Ritter hält fest, dass Axel A. Weber, der Präsident der deutschen Bundesbank, Recht hatte, als dieser erklärte, die enormen Kosten der Wiedervereinigung würden Deutschlands "underperformance"  im internationalen Vergleich der letzten zehn Jahre erklären. Gleichzeitig merkt Ritter aber an, dass die Reformen der Wende den Umbruch zumindest sozial abgefedert hätten. Dieser Vorgang sei geglückt. Die Programme zur Stärkung des Wirtschaftsstandortes Deutschland hätten dagegen über lange Zeit nicht gefruchtet. So muss Ritter konstatieren, dass die Einigung die finanzielle Krise des deutschen Sozialstaates erheblich verschärft habe.

Der dritte und abschließende Abschnitt beginnt mit Einblicken in die Verfassungsproblematik und die politischen Auseinandersetzungen der Einigung. Anschließend blendet Ritter zum wirtschaftlichen Niedergang der DDR über. Es folgen der Staatsvertrag vom 18. Mai 1990 und der Einigungsvertrag vom 31. August 1990, die in ihren Auswirkungen auf Währung, Wirtschaft, Soziale Fragen und Verfassung beleuchtet werden. Den Abschluss bildet ein Überblick über die Auswirkungen der Wiedervereinigung auf Wirtschaft und Staatskörper der BRD und die zahlreichen Veränderungen, denen die Bevölkerung der neuen Bundesländer, im Zuge der Wiedervereinigung unterworfen war.
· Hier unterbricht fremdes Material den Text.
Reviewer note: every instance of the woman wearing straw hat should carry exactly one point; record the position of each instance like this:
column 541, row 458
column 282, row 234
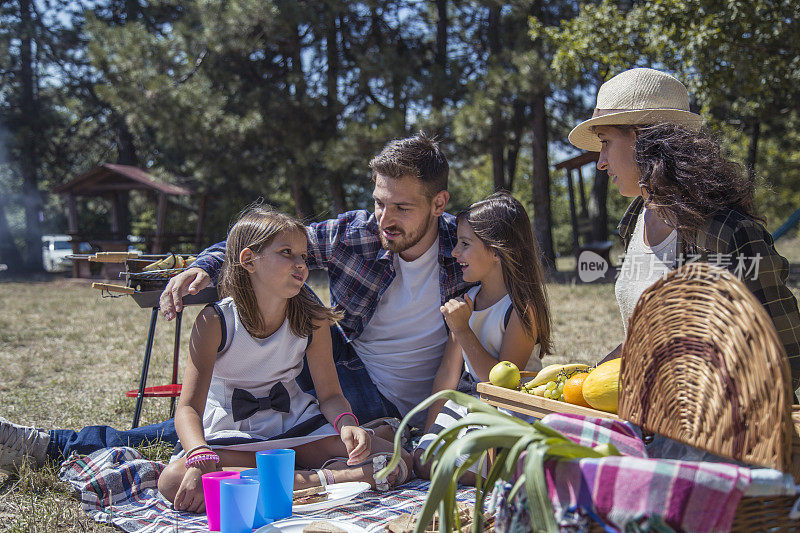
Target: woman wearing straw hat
column 689, row 202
Hier nimmt Ritter Stellung gegen diejenigen Kritiker der Wiedervereinigung, die ein langsames Zusammenwachsen der beiden Staaten im Einigungsprozess vermissten und betont nochmals das kurze Zeitfenster, welches den Architekten der Wiedervereinigung zur Verfügung stand. Auch Ritter steht der Umsetzung der Vereinigung kritisch gegenüber und zählt zahlreiche politische und bürokratische Fehlleistungen auf. Vor der historischen Entwicklung, dem temporären Druck, der einer Wiedervereinigung nur wenig Zeit ließ, lässt er diese Probleme aber zurücktreten. Als Preis dafür müsse Deutschland, so Ritter, ein noch lange fortbestehendes wirtschaftliches Ungleichgewicht in Kauf nehmen.

Als Einstieg in die Spätphase der Wiedervereinigung und ihre Sozialgeschichte ist das Werk nur zu empfehlen. Das große Quellen- und Literaturverzeichnis sowie die zahlreichen Fußnoten machen es zu einem gelungenen Überblickswerk.

Torben Gülstorff

 

Gerhard A. Ritter: Wir sind das Volk! Wir sind ein Volk! Geschichte der deutschen Einigung. München 2009.